Opinion by Jim Magagna
Jim Magagna, Executive Vice President, Wyoming Stock Growers Association
Sunday October 1, 2012 – The day that wolves were delisted in Wyoming (for the second time)! Some may view this as a day of celebration. Others may have taken up the challenge of killing a wolf on this first day. For Wyoming ranchers, Sunday might better be described as a day of Thanksgiving. Ranchers do not have a passion for killing wolves. We have a passion for protecting our livestock and defending our private property. This is a passion that most Americans do not understand. They have been falsely led by wolf advocacy groups to believe that Wyoming ranchers are killers. Today, our right to protect our livestock has been restored in one significant way. For that we are thankful.

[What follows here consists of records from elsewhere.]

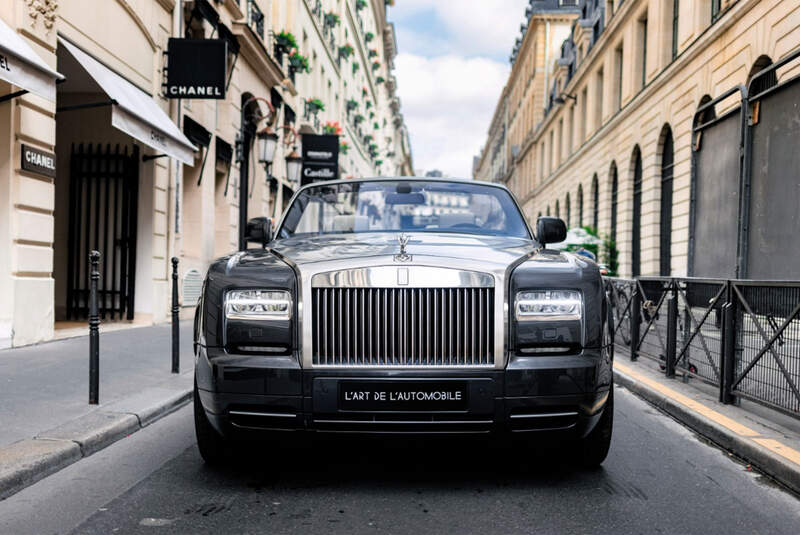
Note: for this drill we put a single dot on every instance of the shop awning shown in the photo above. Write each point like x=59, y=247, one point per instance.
x=133, y=111
x=20, y=65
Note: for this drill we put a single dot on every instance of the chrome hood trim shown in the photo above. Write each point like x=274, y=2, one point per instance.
x=318, y=259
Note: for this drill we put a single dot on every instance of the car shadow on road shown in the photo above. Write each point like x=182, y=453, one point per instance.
x=399, y=461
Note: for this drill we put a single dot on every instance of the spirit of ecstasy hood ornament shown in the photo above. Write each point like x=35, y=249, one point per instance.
x=402, y=239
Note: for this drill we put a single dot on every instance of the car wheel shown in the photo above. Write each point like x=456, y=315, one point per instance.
x=593, y=449
x=211, y=444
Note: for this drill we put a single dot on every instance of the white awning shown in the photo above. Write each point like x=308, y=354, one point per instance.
x=134, y=111
x=21, y=66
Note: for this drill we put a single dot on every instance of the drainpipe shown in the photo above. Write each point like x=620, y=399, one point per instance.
x=546, y=61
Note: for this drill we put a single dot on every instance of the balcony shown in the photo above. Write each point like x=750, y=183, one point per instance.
x=255, y=18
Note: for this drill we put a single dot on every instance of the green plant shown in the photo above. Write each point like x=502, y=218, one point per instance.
x=345, y=51
x=298, y=62
x=286, y=40
x=332, y=19
x=331, y=128
x=315, y=105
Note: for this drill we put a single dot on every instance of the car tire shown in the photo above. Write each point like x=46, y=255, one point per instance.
x=593, y=448
x=211, y=444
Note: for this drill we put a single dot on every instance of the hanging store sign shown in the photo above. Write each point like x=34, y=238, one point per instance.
x=38, y=161
x=320, y=158
x=197, y=68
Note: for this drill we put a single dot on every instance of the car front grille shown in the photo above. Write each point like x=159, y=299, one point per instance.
x=403, y=327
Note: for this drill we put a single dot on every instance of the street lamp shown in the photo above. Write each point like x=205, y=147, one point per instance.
x=267, y=143
x=561, y=99
x=294, y=165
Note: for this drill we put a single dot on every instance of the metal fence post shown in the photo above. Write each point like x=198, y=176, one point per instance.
x=634, y=316
x=176, y=364
x=728, y=357
x=672, y=331
x=94, y=330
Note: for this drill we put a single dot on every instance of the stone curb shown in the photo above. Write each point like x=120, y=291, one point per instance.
x=25, y=462
x=780, y=469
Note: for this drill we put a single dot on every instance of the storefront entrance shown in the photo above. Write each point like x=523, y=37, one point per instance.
x=103, y=200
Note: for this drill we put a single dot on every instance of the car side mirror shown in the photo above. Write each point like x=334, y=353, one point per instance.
x=259, y=229
x=550, y=230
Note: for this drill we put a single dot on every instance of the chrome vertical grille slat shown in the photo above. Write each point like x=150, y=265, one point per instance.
x=403, y=327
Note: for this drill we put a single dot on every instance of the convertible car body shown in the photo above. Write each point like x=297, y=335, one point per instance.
x=404, y=305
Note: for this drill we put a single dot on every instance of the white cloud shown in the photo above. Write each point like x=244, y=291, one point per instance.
x=451, y=69
x=469, y=27
x=448, y=102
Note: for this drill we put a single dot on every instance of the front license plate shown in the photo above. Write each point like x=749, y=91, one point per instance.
x=403, y=396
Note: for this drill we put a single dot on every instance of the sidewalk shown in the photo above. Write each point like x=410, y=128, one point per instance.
x=46, y=421
x=764, y=438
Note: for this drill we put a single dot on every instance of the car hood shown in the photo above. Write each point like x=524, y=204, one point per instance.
x=490, y=249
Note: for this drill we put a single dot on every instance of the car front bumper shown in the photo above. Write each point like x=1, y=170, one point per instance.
x=560, y=395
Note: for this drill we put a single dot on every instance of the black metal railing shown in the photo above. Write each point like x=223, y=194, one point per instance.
x=741, y=336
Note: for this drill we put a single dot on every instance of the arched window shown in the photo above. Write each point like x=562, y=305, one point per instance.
x=614, y=200
x=636, y=225
x=595, y=203
x=759, y=84
x=667, y=164
x=707, y=115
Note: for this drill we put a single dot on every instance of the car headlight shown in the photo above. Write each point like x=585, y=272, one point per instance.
x=548, y=305
x=258, y=305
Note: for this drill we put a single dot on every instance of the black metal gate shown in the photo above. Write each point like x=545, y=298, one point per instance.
x=102, y=216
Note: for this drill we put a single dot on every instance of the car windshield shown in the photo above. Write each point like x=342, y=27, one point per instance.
x=404, y=205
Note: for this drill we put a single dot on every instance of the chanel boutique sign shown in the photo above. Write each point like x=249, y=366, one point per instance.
x=38, y=161
x=196, y=68
x=320, y=158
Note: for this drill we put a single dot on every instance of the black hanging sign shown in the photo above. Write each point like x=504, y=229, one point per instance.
x=38, y=161
x=197, y=68
x=320, y=158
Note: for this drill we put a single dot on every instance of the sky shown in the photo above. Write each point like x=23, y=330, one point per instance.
x=451, y=65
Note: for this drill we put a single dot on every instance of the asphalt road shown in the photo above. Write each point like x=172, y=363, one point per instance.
x=659, y=478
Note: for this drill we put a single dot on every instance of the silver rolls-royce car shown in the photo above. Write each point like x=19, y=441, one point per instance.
x=404, y=305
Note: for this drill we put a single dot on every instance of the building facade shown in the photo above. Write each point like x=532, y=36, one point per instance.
x=105, y=160
x=619, y=142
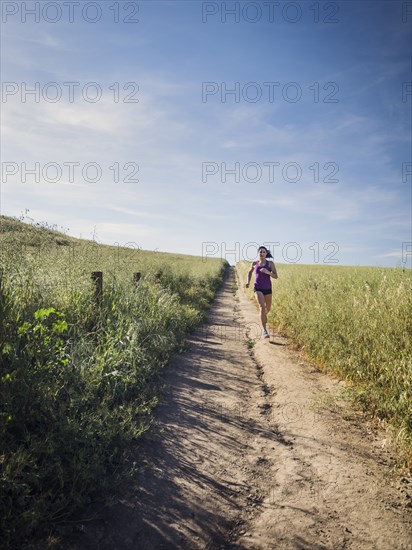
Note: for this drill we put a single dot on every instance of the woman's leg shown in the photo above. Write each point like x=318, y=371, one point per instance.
x=262, y=305
x=268, y=302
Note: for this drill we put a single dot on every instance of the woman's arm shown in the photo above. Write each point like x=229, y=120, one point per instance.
x=272, y=272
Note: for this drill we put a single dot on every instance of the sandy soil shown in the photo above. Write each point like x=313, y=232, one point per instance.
x=255, y=448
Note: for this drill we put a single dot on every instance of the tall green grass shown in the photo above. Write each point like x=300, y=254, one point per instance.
x=78, y=381
x=357, y=322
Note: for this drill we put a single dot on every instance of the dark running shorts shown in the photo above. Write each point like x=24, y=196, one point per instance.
x=265, y=292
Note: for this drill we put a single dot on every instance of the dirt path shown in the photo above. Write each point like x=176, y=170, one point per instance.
x=254, y=450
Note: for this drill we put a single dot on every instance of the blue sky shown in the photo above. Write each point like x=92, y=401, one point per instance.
x=314, y=139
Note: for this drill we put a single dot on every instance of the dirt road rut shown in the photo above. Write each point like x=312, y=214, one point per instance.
x=254, y=449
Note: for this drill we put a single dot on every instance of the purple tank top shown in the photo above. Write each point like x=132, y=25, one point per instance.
x=262, y=281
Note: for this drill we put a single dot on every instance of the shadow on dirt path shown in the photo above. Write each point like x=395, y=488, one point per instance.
x=241, y=456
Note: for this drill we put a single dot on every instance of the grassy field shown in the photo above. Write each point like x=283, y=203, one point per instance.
x=356, y=322
x=78, y=380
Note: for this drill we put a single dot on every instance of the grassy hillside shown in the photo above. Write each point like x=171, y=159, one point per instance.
x=357, y=322
x=78, y=378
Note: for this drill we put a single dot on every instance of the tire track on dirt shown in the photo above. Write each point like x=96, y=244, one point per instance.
x=242, y=458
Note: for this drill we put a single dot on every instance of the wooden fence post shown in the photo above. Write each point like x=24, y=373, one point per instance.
x=97, y=278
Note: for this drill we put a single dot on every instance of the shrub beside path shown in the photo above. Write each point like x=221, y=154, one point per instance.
x=254, y=448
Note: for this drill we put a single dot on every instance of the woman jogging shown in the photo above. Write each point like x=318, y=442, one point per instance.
x=264, y=270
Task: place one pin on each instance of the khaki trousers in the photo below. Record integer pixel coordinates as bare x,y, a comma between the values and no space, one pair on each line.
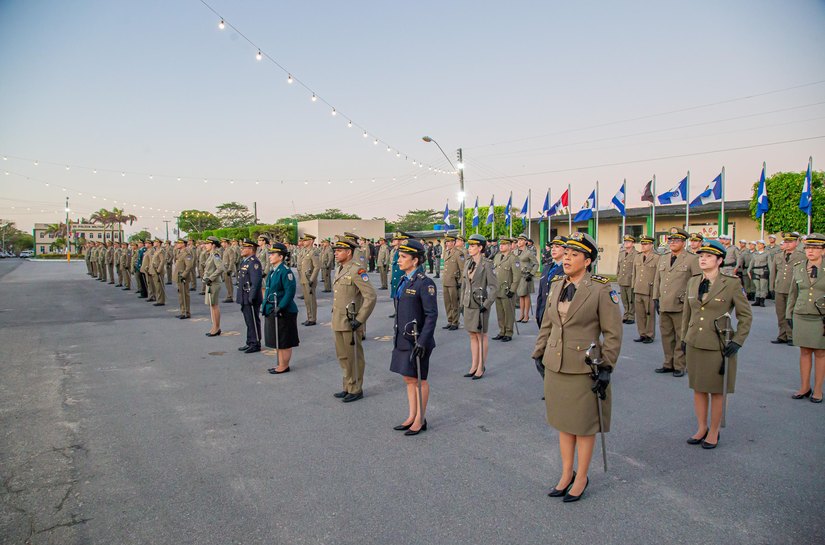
645,314
352,370
670,326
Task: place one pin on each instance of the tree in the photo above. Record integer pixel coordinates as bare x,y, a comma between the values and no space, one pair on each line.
233,214
196,221
784,189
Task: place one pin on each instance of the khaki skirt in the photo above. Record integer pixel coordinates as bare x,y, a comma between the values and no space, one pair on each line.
212,292
571,404
703,370
808,331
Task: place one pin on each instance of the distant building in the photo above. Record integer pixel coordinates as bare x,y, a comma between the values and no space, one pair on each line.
92,232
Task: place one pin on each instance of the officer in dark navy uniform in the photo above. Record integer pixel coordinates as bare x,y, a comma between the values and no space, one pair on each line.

Ranchers are also thankful to Governor Matt Mead and his staff, who led the way in securing a delisting on Wyoming’s terms. Ranchers should be thankful to each of Wyoming’s agricultural organizations that never wavered in their resolve to maintain the predator status of wolves in the greatest possible area of the state. We are thankful to those sportsmen’s organizations that stood with us in this struggle. We are grateful to those of our neighbors who have agreed to accept the heavier burden of being in the trophy game or flex areas of the state. This was a team effort.
As in so much of life, with success comes responsibility. Ranchers in the trophy game and flex areas must take the time to inform themselves regarding the complexities of property defense, take permits, reporting requirements and compensation criteria. Those who kill a wolf in the predator area must meet the requirement of reporting that kill, including the location and the sex of the animal, to the Wyoming Game and Fish Department within 10 days. We should willingly comply with the request that we voluntarily submit a hair or other sample for genetic testing.
Our actions can do much to demonstrate our true passion for the protection of our livestock. For a rancher, the decision to shoot a wolf is a business decision. Like our many other business decisions, it should be executed and publicized with discretion. Let us not feed the coffers of the wolf advocates with statements, photos and actions that facilitate their portrayal of ranchers as “blood thirsty wolf killers.” The Wyoming rancher’s response to this hard fought victory should, like all else in our daily lives, reflect the Code of the West that we have worked to perfect throughout our history.